Many of us can name a work of art, music or literature that provokes an emotional or even a physical reaction. This photograph by Guy Mendes has that quality and can inspire an incredible sense of lightness and peace.

The soft bend in the wrinkled sail allows us to see an otherwise invisible breeze that was too soft to raise whitecaps on the lake’s surface, but might have blown strong enough to cool one’s face on a warm afternoon at the Lakefront.

Photography has often been described as freezing discrete moments of time, slicing the present away from the past and the future and fixing it onto a surface so that we can look at it with new attention. Considered that way, a photograph makes a good metaphor for the practice of mindfulness, or deliberately focusing one’s awareness on the current moment; checking in with physical sensations and emotional feelings with the goal of slowing down and being mentally present in that moment.

While it is also true that the second a photograph is made, the slice of the present it captures has already passed, we also speak of a photography’s propensity to transport our imagination to a singular beat in time.
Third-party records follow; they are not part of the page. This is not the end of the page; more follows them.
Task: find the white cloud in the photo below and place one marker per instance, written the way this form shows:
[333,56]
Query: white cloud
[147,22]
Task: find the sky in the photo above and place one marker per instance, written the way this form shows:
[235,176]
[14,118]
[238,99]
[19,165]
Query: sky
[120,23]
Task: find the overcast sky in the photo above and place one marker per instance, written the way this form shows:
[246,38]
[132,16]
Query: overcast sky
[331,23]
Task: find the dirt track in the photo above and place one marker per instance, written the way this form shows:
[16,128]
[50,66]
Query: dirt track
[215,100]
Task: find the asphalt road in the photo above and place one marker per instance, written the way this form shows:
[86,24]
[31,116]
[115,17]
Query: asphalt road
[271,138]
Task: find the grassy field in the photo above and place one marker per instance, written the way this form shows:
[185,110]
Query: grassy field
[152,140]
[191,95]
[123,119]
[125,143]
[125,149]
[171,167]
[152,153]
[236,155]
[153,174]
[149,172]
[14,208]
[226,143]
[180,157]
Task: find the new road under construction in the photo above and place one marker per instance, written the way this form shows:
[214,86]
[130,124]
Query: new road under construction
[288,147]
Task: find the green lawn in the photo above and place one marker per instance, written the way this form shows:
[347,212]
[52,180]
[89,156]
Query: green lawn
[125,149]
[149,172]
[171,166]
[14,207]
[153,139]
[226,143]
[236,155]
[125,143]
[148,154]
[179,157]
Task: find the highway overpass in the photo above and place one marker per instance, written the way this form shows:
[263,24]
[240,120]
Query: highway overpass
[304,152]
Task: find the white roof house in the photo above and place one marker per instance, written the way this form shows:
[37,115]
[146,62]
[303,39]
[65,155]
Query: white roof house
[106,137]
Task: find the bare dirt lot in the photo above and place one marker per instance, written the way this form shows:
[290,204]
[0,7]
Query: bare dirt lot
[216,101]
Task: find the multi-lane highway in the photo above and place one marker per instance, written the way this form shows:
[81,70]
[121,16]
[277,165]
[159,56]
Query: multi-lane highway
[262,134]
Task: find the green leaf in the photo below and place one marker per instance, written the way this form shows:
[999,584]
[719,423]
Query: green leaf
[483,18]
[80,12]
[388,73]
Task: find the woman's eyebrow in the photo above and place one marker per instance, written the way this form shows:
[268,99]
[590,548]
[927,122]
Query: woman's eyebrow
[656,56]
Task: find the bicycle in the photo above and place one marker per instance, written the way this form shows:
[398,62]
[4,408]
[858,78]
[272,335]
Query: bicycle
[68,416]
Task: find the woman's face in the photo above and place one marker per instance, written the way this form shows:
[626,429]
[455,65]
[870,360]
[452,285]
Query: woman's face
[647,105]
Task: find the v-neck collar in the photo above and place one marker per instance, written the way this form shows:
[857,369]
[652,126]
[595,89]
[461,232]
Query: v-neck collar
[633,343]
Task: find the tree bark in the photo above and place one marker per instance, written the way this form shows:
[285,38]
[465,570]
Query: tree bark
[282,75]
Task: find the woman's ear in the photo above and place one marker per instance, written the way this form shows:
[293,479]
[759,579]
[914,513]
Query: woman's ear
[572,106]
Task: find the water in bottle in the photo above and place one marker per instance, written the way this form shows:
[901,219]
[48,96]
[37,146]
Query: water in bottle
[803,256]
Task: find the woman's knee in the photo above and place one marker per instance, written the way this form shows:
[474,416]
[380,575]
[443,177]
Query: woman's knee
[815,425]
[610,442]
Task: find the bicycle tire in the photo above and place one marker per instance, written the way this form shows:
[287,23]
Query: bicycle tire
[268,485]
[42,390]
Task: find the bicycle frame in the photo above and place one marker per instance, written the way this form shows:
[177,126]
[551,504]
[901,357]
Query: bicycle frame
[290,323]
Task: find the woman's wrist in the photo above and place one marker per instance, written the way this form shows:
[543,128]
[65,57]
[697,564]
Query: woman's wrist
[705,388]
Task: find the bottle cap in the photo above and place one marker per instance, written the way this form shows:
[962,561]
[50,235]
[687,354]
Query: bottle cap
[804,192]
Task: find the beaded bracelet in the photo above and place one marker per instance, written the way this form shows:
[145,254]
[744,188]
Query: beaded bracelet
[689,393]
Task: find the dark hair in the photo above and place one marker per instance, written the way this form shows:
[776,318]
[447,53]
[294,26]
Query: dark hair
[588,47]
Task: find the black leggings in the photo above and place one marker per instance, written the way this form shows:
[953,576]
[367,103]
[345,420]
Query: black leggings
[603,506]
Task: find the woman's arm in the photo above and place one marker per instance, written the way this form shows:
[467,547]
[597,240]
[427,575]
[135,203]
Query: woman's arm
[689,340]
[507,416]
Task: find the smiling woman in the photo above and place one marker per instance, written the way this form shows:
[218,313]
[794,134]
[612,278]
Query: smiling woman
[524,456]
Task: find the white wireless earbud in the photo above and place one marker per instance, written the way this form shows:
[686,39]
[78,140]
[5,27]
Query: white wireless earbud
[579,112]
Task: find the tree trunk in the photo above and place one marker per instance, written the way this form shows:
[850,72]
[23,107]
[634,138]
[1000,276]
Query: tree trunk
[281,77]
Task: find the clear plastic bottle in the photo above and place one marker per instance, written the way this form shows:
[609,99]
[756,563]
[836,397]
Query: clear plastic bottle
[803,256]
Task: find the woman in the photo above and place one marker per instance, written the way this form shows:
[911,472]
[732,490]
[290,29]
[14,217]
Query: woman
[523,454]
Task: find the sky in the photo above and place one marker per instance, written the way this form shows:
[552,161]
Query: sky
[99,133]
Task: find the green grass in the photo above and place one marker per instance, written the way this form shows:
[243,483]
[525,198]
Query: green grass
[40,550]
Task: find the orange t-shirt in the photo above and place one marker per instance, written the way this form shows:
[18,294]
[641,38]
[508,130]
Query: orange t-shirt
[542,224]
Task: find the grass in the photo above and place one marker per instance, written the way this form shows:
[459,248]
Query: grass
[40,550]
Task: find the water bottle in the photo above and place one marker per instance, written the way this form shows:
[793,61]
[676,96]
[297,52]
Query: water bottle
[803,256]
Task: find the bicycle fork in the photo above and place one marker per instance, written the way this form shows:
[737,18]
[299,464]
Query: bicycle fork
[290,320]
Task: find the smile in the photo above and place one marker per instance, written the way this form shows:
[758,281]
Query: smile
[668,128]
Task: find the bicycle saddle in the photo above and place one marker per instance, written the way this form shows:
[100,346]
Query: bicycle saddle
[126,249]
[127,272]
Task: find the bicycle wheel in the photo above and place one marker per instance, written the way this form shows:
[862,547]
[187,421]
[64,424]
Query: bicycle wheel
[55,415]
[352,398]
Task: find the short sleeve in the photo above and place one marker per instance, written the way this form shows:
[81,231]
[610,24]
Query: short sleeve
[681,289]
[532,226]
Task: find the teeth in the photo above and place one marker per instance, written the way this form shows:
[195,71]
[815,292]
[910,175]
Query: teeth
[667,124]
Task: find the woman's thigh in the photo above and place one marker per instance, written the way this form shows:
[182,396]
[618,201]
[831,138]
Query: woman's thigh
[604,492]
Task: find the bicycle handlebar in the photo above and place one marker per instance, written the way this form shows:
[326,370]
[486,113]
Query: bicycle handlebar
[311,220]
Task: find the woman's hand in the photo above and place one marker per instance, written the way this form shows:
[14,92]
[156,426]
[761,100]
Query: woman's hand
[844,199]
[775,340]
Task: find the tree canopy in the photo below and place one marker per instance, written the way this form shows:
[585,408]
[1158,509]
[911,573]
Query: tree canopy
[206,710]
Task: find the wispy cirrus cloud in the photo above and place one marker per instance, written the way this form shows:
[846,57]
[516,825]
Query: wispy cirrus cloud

To the extent that we can hold a photograph like this one in our mind, then that gentle breeze blows all the way from 1975 to our present.

Born and raised in New Orleans, Mendes attended the University of Kentucky, where he studied writing with Wendell Berry and began making photographs with friend Ralph Eugene Meatyard. Mendes’ photography has ranged from commercial work to penetrating portraits, to poetic landscapes focused on the environment and preservation.

Brian Piper is Freeman Family Curator of Photographs, Prints, and Drawings at NOMA.